Spark is an execution framework designed to operate on distributed systems like Cassandra. It's a handy tool for many things, including ETL (extract, transform, and load) jobs. In this session, let me share with you some tips and tricks that I have learned through experience. I'm no oracle, but I can guarantee these tips will get you well down the path of pulling your relational data into Cassandra.
About the Speaker
Jim Hatcher Principal Architect, IHS Markit
Jim Hatcher is a software architect with a passion for data. He has spent most of his 20 year career working with relational databases, but he has been working with Big Data technologies such as Cassandra, Solr, and Spark for the last several years. He has supported systems with very large databases at companies like First Data, CyberSource, and Western Union. He is currently working at IHS, supporting an Electronic Parts Database which tracks half a billion electronic parts using Cassandra.
Co-Organizer of Dallas Cassandra Meetup Group
Certified Apache Cassandra Developer
CQL Copy command - This is a pretty quick and dirty way of getting data from a text file into a C* table.

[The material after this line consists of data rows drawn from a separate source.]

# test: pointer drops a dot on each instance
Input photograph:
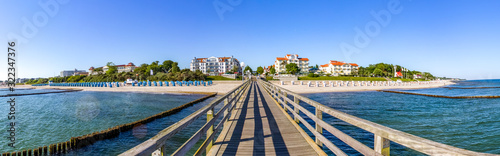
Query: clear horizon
(450, 38)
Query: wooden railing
(156, 144)
(383, 135)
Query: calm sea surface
(51, 118)
(472, 124)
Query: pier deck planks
(260, 128)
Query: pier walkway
(260, 128)
(260, 118)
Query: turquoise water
(472, 124)
(52, 118)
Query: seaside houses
(120, 68)
(65, 73)
(215, 65)
(337, 68)
(281, 62)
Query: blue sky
(452, 38)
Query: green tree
(292, 68)
(260, 70)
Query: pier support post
(284, 101)
(226, 112)
(382, 145)
(319, 129)
(296, 109)
(210, 116)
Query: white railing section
(156, 144)
(383, 135)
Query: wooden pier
(260, 118)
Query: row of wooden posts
(442, 96)
(89, 139)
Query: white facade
(337, 68)
(130, 67)
(215, 65)
(70, 72)
(281, 62)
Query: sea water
(46, 119)
(472, 124)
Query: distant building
(215, 65)
(130, 67)
(65, 73)
(268, 69)
(281, 62)
(337, 68)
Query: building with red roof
(281, 62)
(337, 68)
(215, 65)
(130, 67)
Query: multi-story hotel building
(121, 68)
(215, 65)
(281, 62)
(337, 68)
(65, 73)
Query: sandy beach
(222, 87)
(301, 89)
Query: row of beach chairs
(138, 84)
(356, 83)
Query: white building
(65, 73)
(120, 68)
(337, 68)
(281, 62)
(215, 65)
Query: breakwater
(440, 96)
(63, 91)
(470, 87)
(88, 139)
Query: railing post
(284, 101)
(210, 116)
(296, 108)
(319, 129)
(163, 152)
(226, 112)
(382, 145)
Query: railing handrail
(157, 142)
(411, 141)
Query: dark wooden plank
(260, 128)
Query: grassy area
(404, 80)
(344, 78)
(218, 78)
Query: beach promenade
(300, 87)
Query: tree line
(166, 71)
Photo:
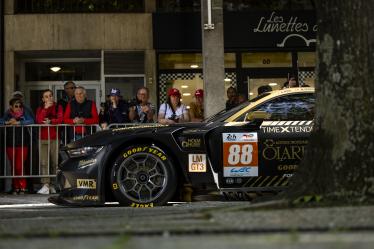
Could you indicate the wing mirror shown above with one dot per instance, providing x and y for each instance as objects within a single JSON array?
[{"x": 257, "y": 116}]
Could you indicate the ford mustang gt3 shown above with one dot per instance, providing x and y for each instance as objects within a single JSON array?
[{"x": 253, "y": 148}]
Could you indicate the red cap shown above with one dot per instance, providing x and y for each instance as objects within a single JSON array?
[
  {"x": 174, "y": 92},
  {"x": 199, "y": 93}
]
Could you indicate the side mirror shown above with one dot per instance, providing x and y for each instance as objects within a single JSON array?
[{"x": 257, "y": 116}]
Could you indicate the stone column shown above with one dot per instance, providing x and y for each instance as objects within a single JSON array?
[
  {"x": 213, "y": 58},
  {"x": 150, "y": 6},
  {"x": 8, "y": 77}
]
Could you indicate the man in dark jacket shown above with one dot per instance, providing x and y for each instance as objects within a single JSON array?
[
  {"x": 117, "y": 111},
  {"x": 69, "y": 88},
  {"x": 81, "y": 111}
]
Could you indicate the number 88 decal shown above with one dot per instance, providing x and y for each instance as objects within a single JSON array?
[
  {"x": 240, "y": 154},
  {"x": 240, "y": 149}
]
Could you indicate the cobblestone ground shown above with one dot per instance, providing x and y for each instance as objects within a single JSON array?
[{"x": 200, "y": 224}]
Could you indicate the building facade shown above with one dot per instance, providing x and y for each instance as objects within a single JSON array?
[{"x": 127, "y": 44}]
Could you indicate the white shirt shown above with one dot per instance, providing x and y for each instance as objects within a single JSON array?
[{"x": 166, "y": 110}]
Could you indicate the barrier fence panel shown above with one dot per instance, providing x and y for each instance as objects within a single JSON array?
[{"x": 31, "y": 151}]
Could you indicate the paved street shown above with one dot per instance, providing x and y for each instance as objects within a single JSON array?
[{"x": 33, "y": 222}]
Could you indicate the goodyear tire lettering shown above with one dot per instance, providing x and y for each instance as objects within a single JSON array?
[
  {"x": 115, "y": 186},
  {"x": 137, "y": 205}
]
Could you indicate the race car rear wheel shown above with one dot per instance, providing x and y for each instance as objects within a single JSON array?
[{"x": 143, "y": 176}]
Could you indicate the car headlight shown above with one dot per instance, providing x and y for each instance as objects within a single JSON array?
[{"x": 84, "y": 151}]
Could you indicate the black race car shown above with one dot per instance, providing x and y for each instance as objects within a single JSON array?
[{"x": 254, "y": 147}]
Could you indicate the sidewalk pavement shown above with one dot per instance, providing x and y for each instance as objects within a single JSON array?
[{"x": 9, "y": 199}]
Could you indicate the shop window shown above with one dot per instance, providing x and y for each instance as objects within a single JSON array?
[
  {"x": 255, "y": 83},
  {"x": 190, "y": 61},
  {"x": 74, "y": 6},
  {"x": 250, "y": 5},
  {"x": 127, "y": 85},
  {"x": 62, "y": 71},
  {"x": 180, "y": 61},
  {"x": 266, "y": 60},
  {"x": 307, "y": 78},
  {"x": 306, "y": 59},
  {"x": 188, "y": 83},
  {"x": 178, "y": 6}
]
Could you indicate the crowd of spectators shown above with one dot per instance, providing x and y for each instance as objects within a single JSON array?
[{"x": 81, "y": 114}]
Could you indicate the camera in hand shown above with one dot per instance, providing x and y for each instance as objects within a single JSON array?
[{"x": 174, "y": 118}]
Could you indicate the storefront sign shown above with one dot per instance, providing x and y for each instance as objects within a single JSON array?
[{"x": 257, "y": 29}]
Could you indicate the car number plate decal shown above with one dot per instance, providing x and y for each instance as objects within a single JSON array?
[
  {"x": 196, "y": 162},
  {"x": 240, "y": 154}
]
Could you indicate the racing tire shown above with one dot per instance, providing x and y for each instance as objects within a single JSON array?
[{"x": 143, "y": 176}]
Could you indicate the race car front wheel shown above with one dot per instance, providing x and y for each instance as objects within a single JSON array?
[{"x": 143, "y": 176}]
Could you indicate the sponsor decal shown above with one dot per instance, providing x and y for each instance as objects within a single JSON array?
[
  {"x": 197, "y": 163},
  {"x": 191, "y": 143},
  {"x": 230, "y": 180},
  {"x": 284, "y": 150},
  {"x": 86, "y": 198},
  {"x": 240, "y": 154},
  {"x": 84, "y": 163},
  {"x": 147, "y": 149},
  {"x": 240, "y": 171},
  {"x": 135, "y": 127},
  {"x": 287, "y": 126},
  {"x": 287, "y": 167},
  {"x": 86, "y": 183},
  {"x": 287, "y": 175},
  {"x": 115, "y": 186},
  {"x": 137, "y": 205}
]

The primary limiting factor is that the data in the text file has to match the schema of the table.
Sqoop - this is a tool from the Hadoop ecosystem, but it works for C*, too. It's meant for pulling to/from a RDBMS. It's pretty limited on any kind of transformation you want do.
Write a Java program. It's pretty simple to write a java program that reads from a text file and uses the CQL Driver to write to C*. If you set the write consistency level to Any and use the ExecuteAsync() methods, you can get it to run pretty darn fast.
Write a Spark program. This is a great option if you want to transform the schema of the source before writing to the C* destination. You can get the data from any number of sources (text files, RDBMS, etc.), use a map statement to transform the data into the right format, and then use the Spark Cassandra Connector to write the data to C*.